O'More College of Design

by David Rosen,President of O’More College of Design 

You can almost feel and savor the gelato sitting in the chilled case that artist Carolyn Beehler remembers from her time in Italy and that she has captured with paper, little bits of paper cut from magazines, thousands of pieces that look like the strokes of a brush dredged in oil paint. That is some of the magic of Beehler’s art.

On February 5, as part of Franklin’s Art Scene, O’More College of Design will open an exhibition entitled Frolics in Italy by paper-painting artist and O’More alumna Carolyn Beehler. Calling herself a “collagist,” Beehler’s description does not begin to cover her extraordinary technique and her unique vision.

Frolics in Italy is a series of works based on a summer Beehler spent farm-hopping from northern to southern Italy. The works are deceptively realistic and deceptively simple. Unless you look carefully you will think they are creations in oil by a modern impressionist with a feeling for light, color, form, sensation, and emotion. Though she is a modern impressionist, that is not all she is.

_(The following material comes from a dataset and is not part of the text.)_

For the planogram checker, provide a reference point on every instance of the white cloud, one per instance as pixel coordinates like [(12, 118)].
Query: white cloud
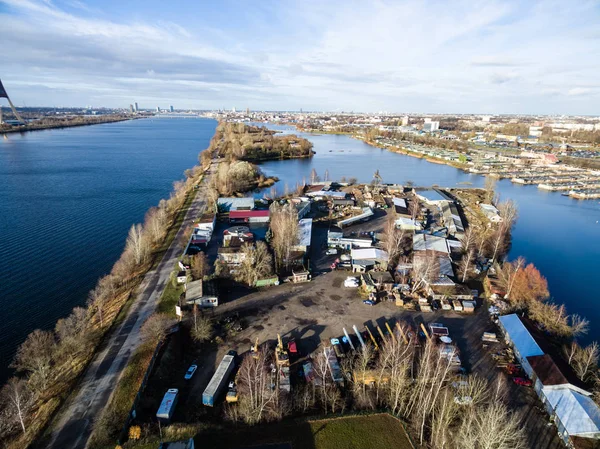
[(382, 55)]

“Unlike traditional painting,” Beehler explains, “I cut my brush strokes, and this forces me to act deliberately. I don’t have the luxury of a brush that can smudge, blend, dab and feather. I work with paper’s hard edges.”

Beehler begins by gluing foundational colors, which you can detect if you look closely. Then she lays on the strips of color that resemble cut out paint strokes of varying size, from apricot size to fennel seed.

Because the process is slow and deliberate, the creation period causes her to revisit her memories.

She is well aware that she is painting a picture of memories with pictures. “Each collage began as hundreds of individual pictures, all with the ability to evoke memories and emotions. As the bits of each individual picture come together, the work takes form and our imagination and memories intensify.”

Left behind in the seams of the works—on the edges of a cornice or the fluting of a gelato—are letters or words that remind us that this is paper. “I work with a medium that is thousands of textures, words and symbols,” Beehler explains, “and so anything I portray has layers of story and symbolism one could not find in just oil paint.”

O'More College of Design

“If I succeed,” Beehler says, “I will communicate the harmony between imagination and life. My hope is that seeing these pieces both up close and far away will trigger the viewer’s own memories and illuminate them with richer meaning.”

Beehler’s rich, evocative and beautiful works will be on view from February 6 to February 26 at the Robert N. Moore, Jr., Fine Arts Gallery, 
Abbey Leix Mansion, O’More College of Design. Gallery hours are Monday through Friday from 9 a.m. to 6 p.m.

The opening reception on Feb. 5 from 6-9 p.m. will take place as part of Franklin’s February Art Scene and is open to the public. Light refreshments will be served.